И они пошли смотреть конюшню.
- Вот, Федор, пришли на работу твою посмотреть,- значительно улыбаясь, проговорил Сергей Петрович, когда они подошли к нему,- как ты тут?
Федор снял ремешок с головы, тряхнул волосами, поклонился.
- Пока слава богу, Сергей Петрович,- слегка упавшим голосом ответил он,- к вечеру крышу обошьем.
Иван Петров в ответ на поклон Федора молча и серьезно приподнял шляпу и снова глубоко нахлобучил ее.
- Работники, аль как? - спросил он у Федора.
- У нас артель. Известно как батюшка-родитель хаживал, рядился, ну теперь и я. А то у нас артель.
- А старичок-то уж не может?
- По домашности все управляется.

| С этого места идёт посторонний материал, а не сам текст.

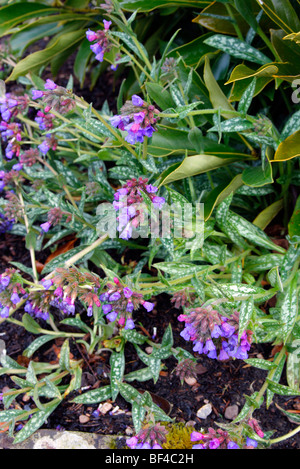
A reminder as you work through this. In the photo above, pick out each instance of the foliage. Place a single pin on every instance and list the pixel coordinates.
(197, 122)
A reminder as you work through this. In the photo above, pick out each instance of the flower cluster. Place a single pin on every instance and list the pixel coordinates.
(220, 439)
(128, 202)
(11, 291)
(118, 303)
(215, 335)
(183, 298)
(187, 368)
(213, 440)
(11, 133)
(5, 223)
(150, 437)
(61, 292)
(11, 105)
(53, 218)
(100, 39)
(137, 118)
(54, 97)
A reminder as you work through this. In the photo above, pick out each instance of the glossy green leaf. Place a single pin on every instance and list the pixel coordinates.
(289, 148)
(35, 61)
(237, 48)
(94, 396)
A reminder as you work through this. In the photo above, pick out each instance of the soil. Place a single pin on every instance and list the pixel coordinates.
(220, 384)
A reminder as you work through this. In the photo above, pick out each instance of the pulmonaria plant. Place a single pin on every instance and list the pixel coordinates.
(137, 118)
(215, 335)
(11, 291)
(130, 207)
(219, 439)
(11, 105)
(101, 42)
(150, 437)
(11, 133)
(54, 97)
(119, 302)
(54, 217)
(62, 290)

Там пчелки, дворишко, лошади, коровы... Ухаживает.
- Гляди, не один, одному-то вряд управиться?
- Где одному! Там матушка, тоже старушка, сестра-вдова... ну, ребятенки у ней, подростки.
- А работник-то, значит, один,- и в хвост и в голову?
- Что ж, один, слава богу, зарабатываю хоть бы на троих. Зима придет, тоже без дела не сидим.
- Это что говорить, работать надо.
- Я ведь говорил тебе, что вот за шесть месяцев он взял с меня сто восемьдесят рублей! - вмешался Сергей Петрович.
- Деньги хорошие,- сухо ответил Иван Петров. - Я ведь так, к слову, Сергей Петрович; нам не токмо об чужих, об своих делах впору думать. Чужие деньги не сочтешь, их на водопой не гоняют! А я к тебе, признаться, вот за какою докукой: продай ты мне дубок, хочу перемет сменить.
- Изволь, изволь,- сказал Сергей Петрович, внутренне раздраженный "противным лицемерием" Ивана Петрова, и они отошли от Федора, при чем Иван Петров с прежним непроницаемым выражением лица приподнял свою шляпу в виде поклона.
Воротившись домой, Иван Петров с тем же обычным ему сосредоточенным и серьезным видом спутал кобылу, выгнал ее на гумно, где зеленела сочная травка, мимоходом задвинул под навес телегу, стоявшую среди двора, и так как Митревна позвала его обедать, умыл руки и, перекрестившись, сел за стол во главе своего семейства. Его никто ни о чем не спрашивал. Лизутка, покрытая по-старушечьи своим желтеньким платочком, печально хлебала квас с крупно искрошенным луком. Митревна от времени до времени унимала ребят, делая сердитым лицо свое с славными лучистыми морщинками около глаз. Выйдя из-за стола и помолившись богу, Иван, ни к кому не обращаясь, сказал:
- Сергей Петрович поденщину собирает. Чего дома-то сидеть! Какой ни на есть двугривенный, все годится. Дома не высидишь!
- Как туда ходить-то: полон двор охальников понабрали! - с сердцем проворчала Митревна.
Но Лизутка, не слушая матери, с радостным лицом выскочила из сеней и, схватив ведра, бегом побежала на речку.
- Люди как люди,- заметил Иван,- молодое об молодом думает.- И, выпроводив ребят на улицу, он кратко и выразительно сообщил Митревне то, что нашел нужным сообщить.